Mass RemovalsBy bond vet
Masses are a common condition in pets. These masses can grow on, in, or just under the skin. Ranging in size from a couple of millimeters to football-sized, masses can represent a wide variety of conditions from simple skin tags, to scars, to malignant cancers, to large fatty growth on dogs and cats.
To schedule your pet's surgery, please send us an inquiry below, and our surgery concierge will contact you.
Mass removals typically require sedation or general anesthesia. This serves three functions: ensuring your pet holds perfectly still (with no sudden movements that could cause injury), keeping your pet fear-free (they’ll sleep rather than feeling nervous), and avoiding pain.

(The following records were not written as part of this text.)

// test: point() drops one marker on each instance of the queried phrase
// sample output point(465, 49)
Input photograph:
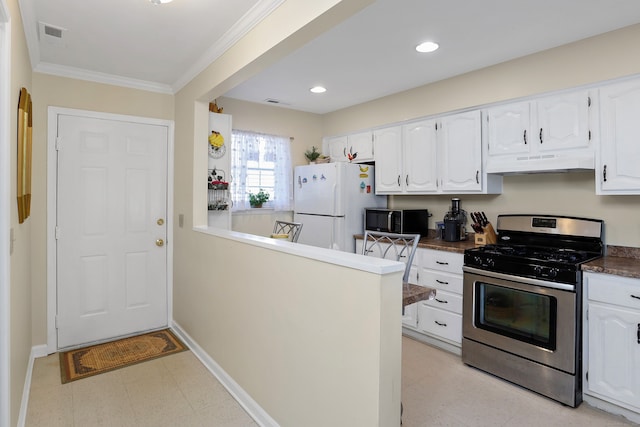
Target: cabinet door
point(388, 149)
point(419, 157)
point(362, 145)
point(460, 152)
point(619, 155)
point(508, 129)
point(614, 354)
point(563, 122)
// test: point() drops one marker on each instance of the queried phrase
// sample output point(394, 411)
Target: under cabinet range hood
point(541, 164)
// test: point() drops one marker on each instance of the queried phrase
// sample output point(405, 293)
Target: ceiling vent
point(50, 33)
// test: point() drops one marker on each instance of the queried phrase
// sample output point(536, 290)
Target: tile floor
point(437, 390)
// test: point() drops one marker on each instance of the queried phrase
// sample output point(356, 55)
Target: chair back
point(292, 229)
point(398, 247)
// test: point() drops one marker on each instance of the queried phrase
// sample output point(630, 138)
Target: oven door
point(525, 317)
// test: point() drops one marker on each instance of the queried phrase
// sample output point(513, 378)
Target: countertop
point(619, 261)
point(430, 242)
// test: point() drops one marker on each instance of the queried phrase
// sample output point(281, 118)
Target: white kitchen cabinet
point(617, 169)
point(441, 317)
point(549, 133)
point(405, 158)
point(612, 340)
point(433, 156)
point(359, 144)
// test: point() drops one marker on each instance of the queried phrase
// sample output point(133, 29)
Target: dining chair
point(289, 229)
point(398, 247)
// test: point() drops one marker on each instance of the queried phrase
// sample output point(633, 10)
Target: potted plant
point(256, 200)
point(312, 154)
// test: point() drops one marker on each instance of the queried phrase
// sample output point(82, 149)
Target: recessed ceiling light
point(427, 47)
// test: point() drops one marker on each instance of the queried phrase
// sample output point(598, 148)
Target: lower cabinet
point(612, 341)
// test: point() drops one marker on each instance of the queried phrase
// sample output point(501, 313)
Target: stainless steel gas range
point(522, 302)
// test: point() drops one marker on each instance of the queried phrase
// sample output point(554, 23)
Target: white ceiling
point(366, 57)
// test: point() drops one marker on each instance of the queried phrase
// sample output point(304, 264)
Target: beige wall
point(83, 95)
point(589, 61)
point(21, 268)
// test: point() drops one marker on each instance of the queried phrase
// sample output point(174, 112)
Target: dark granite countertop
point(619, 261)
point(430, 242)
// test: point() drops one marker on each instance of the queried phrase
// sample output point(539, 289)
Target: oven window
point(525, 316)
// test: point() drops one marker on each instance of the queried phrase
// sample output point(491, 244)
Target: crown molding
point(249, 20)
point(94, 76)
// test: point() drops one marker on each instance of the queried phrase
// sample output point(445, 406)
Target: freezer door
point(324, 232)
point(316, 189)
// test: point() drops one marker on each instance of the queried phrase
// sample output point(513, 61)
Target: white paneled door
point(111, 228)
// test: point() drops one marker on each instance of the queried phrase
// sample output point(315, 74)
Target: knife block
point(488, 237)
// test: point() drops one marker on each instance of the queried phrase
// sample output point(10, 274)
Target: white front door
point(111, 228)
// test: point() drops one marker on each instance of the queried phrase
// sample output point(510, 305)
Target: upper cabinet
point(433, 156)
point(546, 134)
point(617, 170)
point(357, 147)
point(405, 158)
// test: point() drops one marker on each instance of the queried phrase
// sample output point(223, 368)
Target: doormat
point(100, 358)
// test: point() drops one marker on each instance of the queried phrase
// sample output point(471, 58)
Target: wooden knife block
point(488, 237)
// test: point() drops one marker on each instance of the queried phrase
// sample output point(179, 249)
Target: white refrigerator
point(329, 200)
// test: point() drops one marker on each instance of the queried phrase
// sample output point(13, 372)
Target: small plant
point(256, 200)
point(313, 154)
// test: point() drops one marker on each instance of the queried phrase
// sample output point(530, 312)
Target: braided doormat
point(100, 358)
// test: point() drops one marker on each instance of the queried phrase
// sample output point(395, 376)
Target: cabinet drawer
point(443, 281)
point(440, 260)
point(617, 290)
point(441, 323)
point(446, 301)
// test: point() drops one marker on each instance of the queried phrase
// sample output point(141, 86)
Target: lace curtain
point(261, 160)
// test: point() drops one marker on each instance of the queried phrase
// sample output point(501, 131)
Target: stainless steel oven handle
point(520, 279)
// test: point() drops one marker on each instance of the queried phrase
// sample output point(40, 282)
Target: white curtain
point(272, 150)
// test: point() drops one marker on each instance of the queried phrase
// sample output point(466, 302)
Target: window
point(260, 161)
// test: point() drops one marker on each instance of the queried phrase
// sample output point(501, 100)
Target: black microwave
point(402, 221)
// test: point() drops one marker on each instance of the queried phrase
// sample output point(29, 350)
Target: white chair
point(398, 247)
point(285, 229)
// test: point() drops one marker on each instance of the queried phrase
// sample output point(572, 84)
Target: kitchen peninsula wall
point(586, 62)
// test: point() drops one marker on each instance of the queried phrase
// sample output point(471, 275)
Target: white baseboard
point(36, 352)
point(255, 411)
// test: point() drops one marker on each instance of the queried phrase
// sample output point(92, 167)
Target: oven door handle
point(520, 279)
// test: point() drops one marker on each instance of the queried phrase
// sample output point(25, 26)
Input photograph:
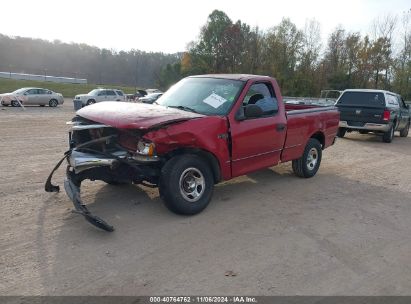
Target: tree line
point(297, 58)
point(98, 66)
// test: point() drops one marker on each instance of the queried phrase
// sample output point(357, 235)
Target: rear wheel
point(186, 184)
point(53, 103)
point(341, 132)
point(404, 132)
point(389, 135)
point(309, 163)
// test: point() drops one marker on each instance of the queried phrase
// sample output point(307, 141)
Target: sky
point(168, 26)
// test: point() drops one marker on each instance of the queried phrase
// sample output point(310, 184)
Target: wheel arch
point(209, 157)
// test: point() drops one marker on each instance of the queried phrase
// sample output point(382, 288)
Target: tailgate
point(358, 116)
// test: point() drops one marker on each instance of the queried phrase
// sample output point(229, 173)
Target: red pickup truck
point(203, 130)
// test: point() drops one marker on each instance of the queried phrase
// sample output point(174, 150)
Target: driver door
point(257, 142)
point(31, 97)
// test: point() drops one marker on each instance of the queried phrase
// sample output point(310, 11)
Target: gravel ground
point(344, 232)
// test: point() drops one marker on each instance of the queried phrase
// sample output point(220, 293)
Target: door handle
point(280, 127)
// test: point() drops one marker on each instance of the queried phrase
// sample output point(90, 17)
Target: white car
point(32, 96)
point(98, 95)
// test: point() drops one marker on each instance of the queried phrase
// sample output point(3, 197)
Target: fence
point(20, 76)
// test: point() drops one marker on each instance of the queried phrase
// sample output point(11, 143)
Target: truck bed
point(303, 121)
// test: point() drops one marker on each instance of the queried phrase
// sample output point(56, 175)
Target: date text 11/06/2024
point(203, 299)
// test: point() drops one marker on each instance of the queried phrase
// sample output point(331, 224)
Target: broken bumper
point(108, 167)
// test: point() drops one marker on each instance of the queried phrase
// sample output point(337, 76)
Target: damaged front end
point(100, 152)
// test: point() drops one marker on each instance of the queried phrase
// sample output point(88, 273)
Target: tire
point(309, 163)
point(186, 184)
point(389, 135)
point(341, 132)
point(53, 103)
point(404, 132)
point(90, 101)
point(15, 103)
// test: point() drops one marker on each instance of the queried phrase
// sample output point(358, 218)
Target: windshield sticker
point(215, 100)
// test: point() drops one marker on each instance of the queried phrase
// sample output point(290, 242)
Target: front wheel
point(186, 184)
point(404, 132)
point(309, 163)
point(90, 101)
point(389, 135)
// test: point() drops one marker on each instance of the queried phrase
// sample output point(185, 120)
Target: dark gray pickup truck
point(377, 111)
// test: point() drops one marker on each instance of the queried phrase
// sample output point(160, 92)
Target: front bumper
point(366, 126)
point(109, 167)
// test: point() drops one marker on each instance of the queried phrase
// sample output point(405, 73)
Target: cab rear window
point(367, 99)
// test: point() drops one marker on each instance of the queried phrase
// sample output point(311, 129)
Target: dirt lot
point(346, 231)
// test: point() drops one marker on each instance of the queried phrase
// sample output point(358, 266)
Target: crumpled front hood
point(125, 115)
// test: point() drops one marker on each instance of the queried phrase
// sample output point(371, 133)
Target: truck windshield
point(208, 96)
point(366, 99)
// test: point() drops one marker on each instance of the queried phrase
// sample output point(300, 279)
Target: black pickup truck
point(377, 111)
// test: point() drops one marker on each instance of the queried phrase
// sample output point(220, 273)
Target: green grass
point(68, 90)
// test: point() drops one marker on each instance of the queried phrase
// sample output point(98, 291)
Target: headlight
point(145, 148)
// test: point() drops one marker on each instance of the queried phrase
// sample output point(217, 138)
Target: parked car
point(98, 95)
point(150, 98)
point(206, 129)
point(32, 96)
point(377, 111)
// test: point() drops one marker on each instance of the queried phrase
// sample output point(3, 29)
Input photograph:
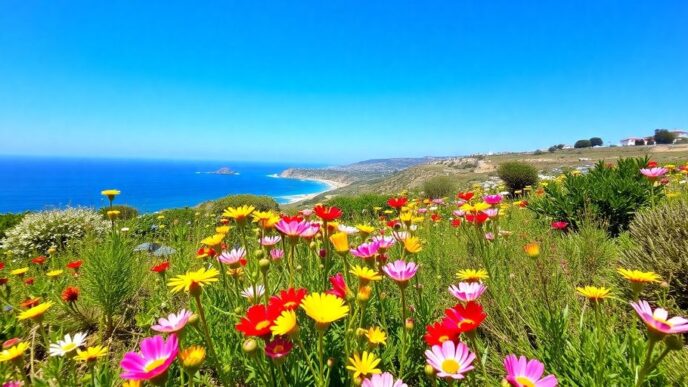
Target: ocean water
point(37, 183)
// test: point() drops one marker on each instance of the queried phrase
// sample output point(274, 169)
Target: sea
point(41, 183)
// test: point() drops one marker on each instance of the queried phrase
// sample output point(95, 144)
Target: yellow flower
point(36, 312)
point(594, 293)
point(376, 336)
point(285, 324)
point(471, 275)
point(412, 245)
point(192, 357)
point(364, 365)
point(20, 271)
point(324, 308)
point(193, 281)
point(532, 249)
point(365, 274)
point(639, 276)
point(340, 241)
point(54, 273)
point(239, 214)
point(214, 240)
point(90, 354)
point(14, 352)
point(265, 219)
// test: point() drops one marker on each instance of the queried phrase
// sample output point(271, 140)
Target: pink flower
point(658, 321)
point(383, 380)
point(232, 257)
point(450, 360)
point(400, 271)
point(467, 291)
point(654, 173)
point(365, 250)
point(173, 323)
point(152, 361)
point(492, 199)
point(521, 372)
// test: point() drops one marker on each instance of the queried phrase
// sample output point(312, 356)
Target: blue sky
point(335, 81)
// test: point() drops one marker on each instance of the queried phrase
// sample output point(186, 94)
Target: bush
point(663, 136)
point(261, 203)
point(354, 206)
point(439, 187)
point(37, 232)
point(660, 242)
point(582, 144)
point(125, 212)
point(596, 141)
point(517, 175)
point(610, 196)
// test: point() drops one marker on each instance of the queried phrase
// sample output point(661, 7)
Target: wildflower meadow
point(522, 287)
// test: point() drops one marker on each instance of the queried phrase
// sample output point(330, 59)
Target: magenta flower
point(467, 291)
point(232, 257)
point(173, 323)
point(450, 360)
point(152, 361)
point(400, 271)
point(658, 321)
point(365, 250)
point(521, 372)
point(654, 173)
point(383, 380)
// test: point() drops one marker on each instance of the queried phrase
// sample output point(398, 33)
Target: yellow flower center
point(154, 364)
point(525, 382)
point(262, 325)
point(450, 366)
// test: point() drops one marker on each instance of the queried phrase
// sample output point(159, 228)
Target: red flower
point(161, 267)
point(397, 202)
point(437, 333)
point(478, 218)
point(464, 318)
point(39, 260)
point(289, 299)
point(339, 287)
point(75, 265)
point(465, 195)
point(559, 225)
point(258, 320)
point(30, 302)
point(326, 213)
point(70, 294)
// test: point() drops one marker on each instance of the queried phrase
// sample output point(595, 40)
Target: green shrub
point(358, 205)
point(610, 196)
point(7, 221)
point(261, 203)
point(660, 243)
point(39, 231)
point(439, 187)
point(125, 212)
point(517, 175)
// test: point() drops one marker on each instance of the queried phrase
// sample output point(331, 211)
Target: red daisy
point(397, 202)
point(258, 320)
point(326, 213)
point(437, 333)
point(161, 267)
point(464, 318)
point(289, 299)
point(70, 294)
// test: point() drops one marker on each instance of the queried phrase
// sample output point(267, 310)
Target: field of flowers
point(478, 289)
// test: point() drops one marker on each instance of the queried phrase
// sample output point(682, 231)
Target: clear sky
point(335, 81)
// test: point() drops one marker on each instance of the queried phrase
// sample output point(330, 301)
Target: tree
point(596, 141)
point(582, 144)
point(663, 136)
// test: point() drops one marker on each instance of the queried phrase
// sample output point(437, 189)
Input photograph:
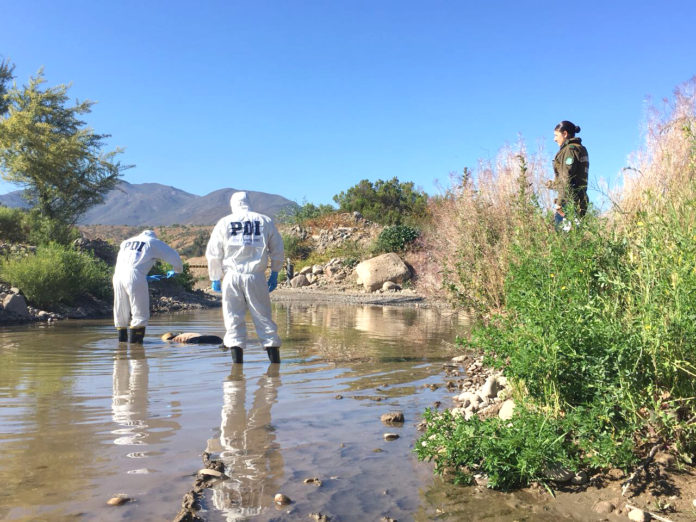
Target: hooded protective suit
point(239, 248)
point(135, 259)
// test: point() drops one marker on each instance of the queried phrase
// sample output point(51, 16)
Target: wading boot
point(237, 354)
point(136, 335)
point(273, 354)
point(122, 334)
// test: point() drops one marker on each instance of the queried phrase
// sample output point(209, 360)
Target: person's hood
point(239, 201)
point(149, 233)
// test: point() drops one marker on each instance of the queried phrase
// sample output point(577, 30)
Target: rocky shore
point(661, 488)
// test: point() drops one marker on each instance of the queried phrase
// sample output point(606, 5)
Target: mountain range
point(152, 204)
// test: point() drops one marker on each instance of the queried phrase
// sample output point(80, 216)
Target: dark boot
point(273, 354)
point(122, 334)
point(136, 335)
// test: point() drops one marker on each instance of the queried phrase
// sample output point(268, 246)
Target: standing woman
point(570, 167)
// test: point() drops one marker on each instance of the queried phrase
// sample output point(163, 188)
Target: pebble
point(393, 417)
point(281, 499)
point(118, 500)
point(579, 478)
point(638, 515)
point(210, 472)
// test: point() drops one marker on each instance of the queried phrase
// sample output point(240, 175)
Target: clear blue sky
point(306, 98)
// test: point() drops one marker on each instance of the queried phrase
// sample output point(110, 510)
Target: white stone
point(388, 267)
point(506, 410)
point(299, 281)
point(490, 387)
point(638, 515)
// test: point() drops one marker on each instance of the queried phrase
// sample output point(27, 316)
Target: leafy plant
point(58, 274)
point(396, 238)
point(386, 202)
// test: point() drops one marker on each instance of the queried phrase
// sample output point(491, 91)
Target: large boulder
point(373, 273)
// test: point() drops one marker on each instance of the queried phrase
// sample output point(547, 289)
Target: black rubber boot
point(273, 354)
point(122, 335)
point(136, 335)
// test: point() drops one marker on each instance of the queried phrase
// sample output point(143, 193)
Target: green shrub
point(43, 230)
point(58, 274)
point(387, 202)
point(296, 248)
point(396, 238)
point(12, 227)
point(298, 215)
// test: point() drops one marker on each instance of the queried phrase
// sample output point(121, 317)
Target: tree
point(45, 147)
point(386, 202)
point(6, 75)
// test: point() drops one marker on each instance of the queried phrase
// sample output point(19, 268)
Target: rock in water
point(393, 417)
point(281, 499)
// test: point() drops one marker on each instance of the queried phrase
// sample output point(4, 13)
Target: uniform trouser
point(239, 293)
point(131, 300)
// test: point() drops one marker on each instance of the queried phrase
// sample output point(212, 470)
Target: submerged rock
point(393, 417)
point(119, 499)
point(281, 499)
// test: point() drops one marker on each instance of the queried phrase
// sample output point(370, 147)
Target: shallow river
point(84, 418)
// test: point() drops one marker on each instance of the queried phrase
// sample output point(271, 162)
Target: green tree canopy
point(6, 70)
point(46, 148)
point(386, 202)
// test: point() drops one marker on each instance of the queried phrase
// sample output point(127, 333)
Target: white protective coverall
point(239, 248)
point(135, 259)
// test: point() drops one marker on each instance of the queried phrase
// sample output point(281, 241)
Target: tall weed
point(474, 224)
point(57, 274)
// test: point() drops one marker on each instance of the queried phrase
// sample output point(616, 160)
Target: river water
point(84, 418)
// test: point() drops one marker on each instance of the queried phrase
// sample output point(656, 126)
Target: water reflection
point(247, 446)
point(129, 404)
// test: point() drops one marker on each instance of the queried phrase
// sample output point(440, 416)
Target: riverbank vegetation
point(594, 327)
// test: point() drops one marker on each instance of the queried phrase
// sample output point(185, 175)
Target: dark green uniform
point(571, 166)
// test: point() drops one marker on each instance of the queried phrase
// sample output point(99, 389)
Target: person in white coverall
point(238, 253)
point(131, 296)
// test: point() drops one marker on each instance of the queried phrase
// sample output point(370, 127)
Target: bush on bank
point(596, 333)
point(58, 274)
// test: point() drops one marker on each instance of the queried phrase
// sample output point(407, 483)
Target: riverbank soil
point(662, 487)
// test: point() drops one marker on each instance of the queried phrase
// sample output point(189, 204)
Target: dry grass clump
point(476, 222)
point(663, 170)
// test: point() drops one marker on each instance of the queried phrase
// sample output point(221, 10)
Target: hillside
point(152, 204)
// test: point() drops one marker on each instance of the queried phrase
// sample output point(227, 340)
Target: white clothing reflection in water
point(129, 404)
point(129, 401)
point(247, 446)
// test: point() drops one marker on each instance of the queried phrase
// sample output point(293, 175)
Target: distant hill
point(156, 205)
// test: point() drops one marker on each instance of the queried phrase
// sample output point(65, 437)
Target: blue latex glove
point(273, 281)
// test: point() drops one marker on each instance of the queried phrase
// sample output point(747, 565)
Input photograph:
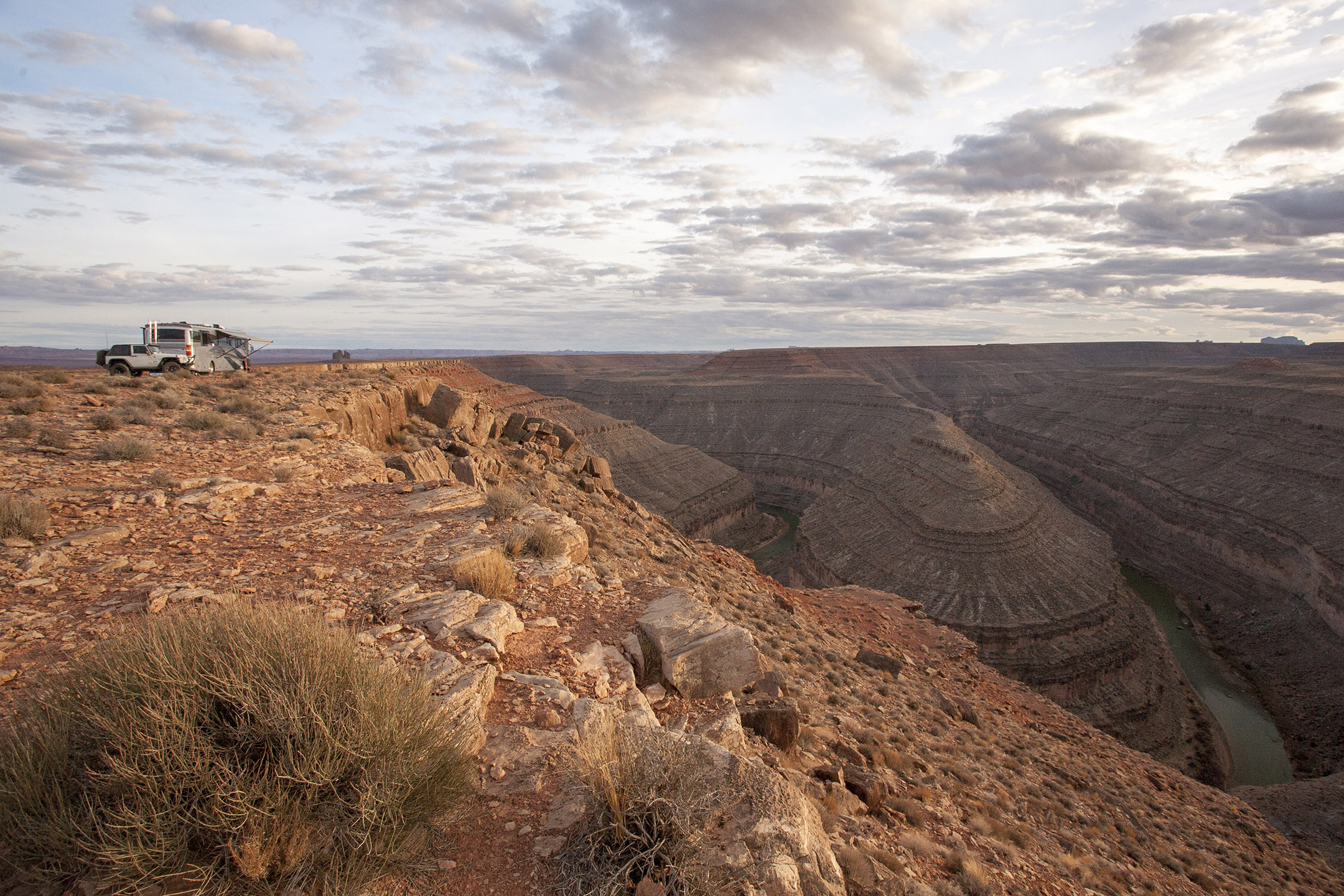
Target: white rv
point(212, 347)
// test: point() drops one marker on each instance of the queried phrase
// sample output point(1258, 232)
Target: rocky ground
point(855, 746)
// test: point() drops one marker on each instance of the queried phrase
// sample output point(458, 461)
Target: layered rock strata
point(1225, 484)
point(701, 496)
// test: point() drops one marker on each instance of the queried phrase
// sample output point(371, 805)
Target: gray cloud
point(1035, 151)
point(643, 60)
point(398, 68)
point(231, 42)
point(44, 163)
point(1190, 47)
point(74, 47)
point(523, 19)
point(1299, 123)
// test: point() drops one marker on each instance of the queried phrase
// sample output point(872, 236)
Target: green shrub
point(23, 518)
point(124, 449)
point(233, 749)
point(202, 421)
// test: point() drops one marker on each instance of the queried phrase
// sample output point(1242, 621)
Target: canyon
point(997, 485)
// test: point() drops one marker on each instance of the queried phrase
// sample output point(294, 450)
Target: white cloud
point(231, 42)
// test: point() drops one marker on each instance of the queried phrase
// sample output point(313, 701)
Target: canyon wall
point(897, 497)
point(1213, 472)
point(1226, 484)
point(701, 496)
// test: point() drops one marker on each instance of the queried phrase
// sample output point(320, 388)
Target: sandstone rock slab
point(696, 650)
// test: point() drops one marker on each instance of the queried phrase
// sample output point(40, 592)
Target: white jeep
point(129, 359)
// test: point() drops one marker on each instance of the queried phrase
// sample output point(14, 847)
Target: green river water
point(1257, 749)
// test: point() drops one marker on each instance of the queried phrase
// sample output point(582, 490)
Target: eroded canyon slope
point(928, 772)
point(897, 497)
point(1211, 470)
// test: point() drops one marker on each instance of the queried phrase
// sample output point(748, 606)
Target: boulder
point(880, 661)
point(495, 622)
point(776, 719)
point(513, 429)
point(573, 534)
point(421, 467)
point(694, 648)
point(452, 409)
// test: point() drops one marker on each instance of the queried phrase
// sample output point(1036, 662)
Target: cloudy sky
point(673, 174)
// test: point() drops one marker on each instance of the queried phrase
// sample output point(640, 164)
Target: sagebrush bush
point(488, 574)
point(19, 427)
point(23, 518)
point(505, 500)
point(54, 437)
point(202, 421)
point(647, 806)
point(104, 422)
point(539, 540)
point(233, 749)
point(124, 449)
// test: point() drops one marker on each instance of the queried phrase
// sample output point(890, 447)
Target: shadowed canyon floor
point(916, 768)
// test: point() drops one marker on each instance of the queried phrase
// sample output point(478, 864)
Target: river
point(784, 542)
point(1257, 749)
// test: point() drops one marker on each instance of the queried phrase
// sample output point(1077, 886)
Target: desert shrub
point(53, 437)
point(138, 417)
point(22, 518)
point(246, 406)
point(488, 574)
point(538, 540)
point(163, 480)
point(234, 749)
point(505, 502)
point(647, 810)
point(202, 421)
point(15, 386)
point(19, 427)
point(31, 406)
point(104, 422)
point(124, 449)
point(241, 432)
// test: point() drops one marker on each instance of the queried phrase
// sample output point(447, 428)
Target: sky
point(671, 175)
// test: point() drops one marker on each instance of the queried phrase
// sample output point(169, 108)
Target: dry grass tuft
point(53, 437)
point(104, 422)
point(538, 540)
point(505, 502)
point(202, 421)
point(647, 810)
point(488, 574)
point(23, 518)
point(237, 749)
point(124, 449)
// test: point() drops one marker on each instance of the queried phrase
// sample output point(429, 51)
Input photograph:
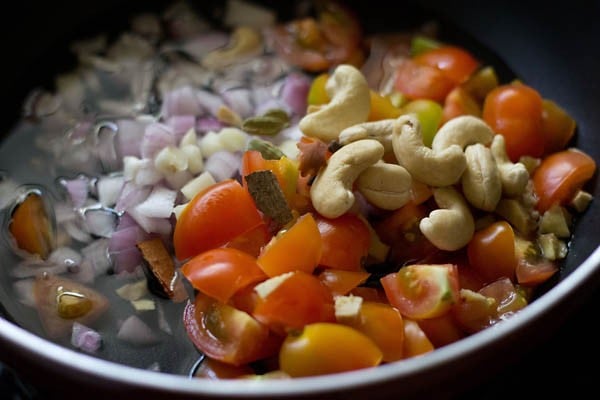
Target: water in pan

Once the mass is removed, our veterinarian will send it to a laboratory for analysis. This test, called a “histopathology,” is the most accurate way to determine what the mass is (and, if it’s cancerous, to determine whether or not all of the cancer was removed).
In some cases, our team may recommend just monitoring a mass. This is common for masses that look and feel benign (like skin tags). Or, if a mass removal is recommended, we will go over the specific plan with you and answer all of your questions.
We want you to keep you informed and comfortable throughout the process of getting your pet the surgical care they need. Our Surgery Concierges are licensed veterinary technicians with decades of experience, and they're here to answer your every question.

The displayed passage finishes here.